V12を直で! フェラーリ 12チリンドリ・スパイダーへ試乗 最上級フォールディング・トップ
公開 : 2025.02.27 19:05 更新 : 2025.02.27 22:14
6.5L V12エンジンの咆哮をダイレクトに鑑賞
フォールディング・トップは、45km/hまでなら、走行中でも開閉可能。約14秒で、動作は完了する。オープン状態なら、世界屈指の6.5L V12自然吸気エンジンの咆哮をダイレクトに鑑賞できる。
ただし、本域の響きが放たれるのは、積極的なドライブモード時のみ。9000rpmを超えると、滑らかなクレッシェンドへ浸れる。ボディ剛性はクーペに劣るとしても、作られる12チリンドリの半分はスパイダーになるという、フェラーリの推測へ納得できる。

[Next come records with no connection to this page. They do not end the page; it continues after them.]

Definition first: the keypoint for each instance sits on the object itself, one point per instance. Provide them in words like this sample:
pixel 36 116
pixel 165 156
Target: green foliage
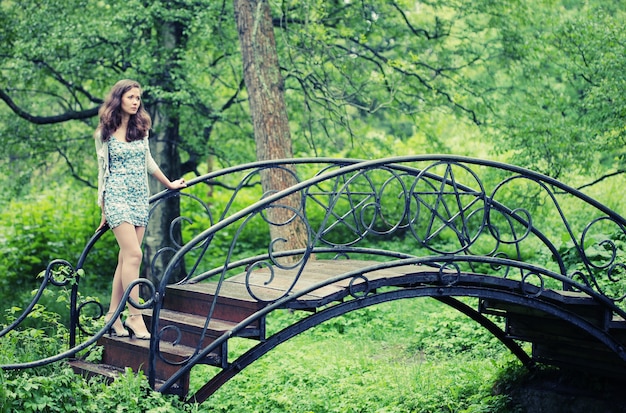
pixel 56 388
pixel 368 361
pixel 47 225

アクセルレスポンスは、3速や4速になると、過激さが抑えられ扱いやすくなる。速度上昇もリニアだ。一般道の速度では、このギアを常用することになるが、音響と相まって運転体験が濃いものになる。
812 スーパーファストほどではないが、いうまでもなく圧倒的に速い。最高出力は830ps/9000rpm、最大トルクは69.0kg-m/7250rpmがうたわれる。ここまで回って、しっかり力を振り絞れるエンジンは限られる。

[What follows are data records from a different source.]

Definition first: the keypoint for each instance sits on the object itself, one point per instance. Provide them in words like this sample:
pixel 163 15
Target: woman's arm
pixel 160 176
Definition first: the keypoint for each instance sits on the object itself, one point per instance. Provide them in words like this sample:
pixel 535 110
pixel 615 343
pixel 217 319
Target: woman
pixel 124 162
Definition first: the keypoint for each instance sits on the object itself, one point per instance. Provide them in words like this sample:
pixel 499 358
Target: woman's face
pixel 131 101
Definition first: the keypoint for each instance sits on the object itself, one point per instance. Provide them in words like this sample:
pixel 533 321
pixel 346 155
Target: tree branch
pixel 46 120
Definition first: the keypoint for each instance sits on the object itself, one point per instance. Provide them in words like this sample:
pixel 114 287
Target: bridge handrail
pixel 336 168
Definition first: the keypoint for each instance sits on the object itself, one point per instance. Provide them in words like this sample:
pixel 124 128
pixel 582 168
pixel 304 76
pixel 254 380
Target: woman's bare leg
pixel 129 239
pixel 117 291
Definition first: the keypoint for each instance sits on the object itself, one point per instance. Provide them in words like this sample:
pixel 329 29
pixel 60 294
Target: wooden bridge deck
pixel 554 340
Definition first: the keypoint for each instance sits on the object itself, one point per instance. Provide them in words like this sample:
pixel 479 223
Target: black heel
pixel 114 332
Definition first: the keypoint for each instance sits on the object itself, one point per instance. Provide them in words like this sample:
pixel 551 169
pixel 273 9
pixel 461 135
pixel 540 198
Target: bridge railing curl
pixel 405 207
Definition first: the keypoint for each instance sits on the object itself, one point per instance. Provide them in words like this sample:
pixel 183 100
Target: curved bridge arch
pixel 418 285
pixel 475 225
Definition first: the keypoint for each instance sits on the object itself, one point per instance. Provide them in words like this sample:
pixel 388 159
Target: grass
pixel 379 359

0-100km/h加速は3.0秒。最高速度は339km/hに達する。ブレーキペダルの感触も、バイワイヤ制御だが、踏みごたえがあり強力に効き好ましい。
8速デュアルクラッチのトランスミッションも素晴らしい。穏やかなドライブモードでは、滑らかにギアを切り替えてくれる。気張ったモードでの、レスポンスとチョイスはいうことなし。エンジンの回転数も、完璧に同調してみせる。
然な操縦性は維持 シャシー中央に座る感覚
えた車重と、上昇し後方へ移動した重心位置を考慮し、サスペンションはクーペと僅かにチューニングが異なる。それでも、クーペの自然な操縦性を可能な限り受け継ぐよう、技術者は尽力した。
現代のフェラーリは、往々にして乗り心地が良いが、これも例外ではない。12チリンドリには、荒れた路面用のダンパーモードがあり、ドライブモードを問わず乗り心地をなだめてくれる。

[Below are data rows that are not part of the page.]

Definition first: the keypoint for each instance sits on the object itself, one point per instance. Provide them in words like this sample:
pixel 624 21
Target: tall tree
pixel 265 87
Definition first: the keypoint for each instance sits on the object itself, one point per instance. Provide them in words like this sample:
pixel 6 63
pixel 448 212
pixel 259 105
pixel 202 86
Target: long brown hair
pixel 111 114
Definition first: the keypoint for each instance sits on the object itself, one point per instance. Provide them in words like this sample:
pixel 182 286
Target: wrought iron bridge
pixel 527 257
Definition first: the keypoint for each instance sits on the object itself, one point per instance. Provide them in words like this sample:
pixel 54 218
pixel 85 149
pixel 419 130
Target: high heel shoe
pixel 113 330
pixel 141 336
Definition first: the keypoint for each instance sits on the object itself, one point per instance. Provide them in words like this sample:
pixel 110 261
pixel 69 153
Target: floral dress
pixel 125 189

フォールディング・トップを開くと、ボディの剛性感が僅かに弱まる。格納されたルーフがリア周りを補強する役目をし、開口部がしなる感じを伴う。
オープン状態での、風の巻き込みは最小限。リアウインドウは開け閉めできるが、デフォルトでは半分ほど閉まった状態になる。この高さが、一番首周りへ吹き込む風が小さい様子だった。
ステアリングレシオは、ロックトゥロックが2回転弱。適度に軽くクイックだが、神経質さはない。ホイールベースは812 スーパーファストより20mm短く、着座位置はリアアクスルへ接近しているものの、鼻先が遠くには感じられない。
ドライバーは、シャシー中央に座っている感覚。アクティブ後輪操舵システムと、フェラーリ独自の魔法のような技術力の賜物だ。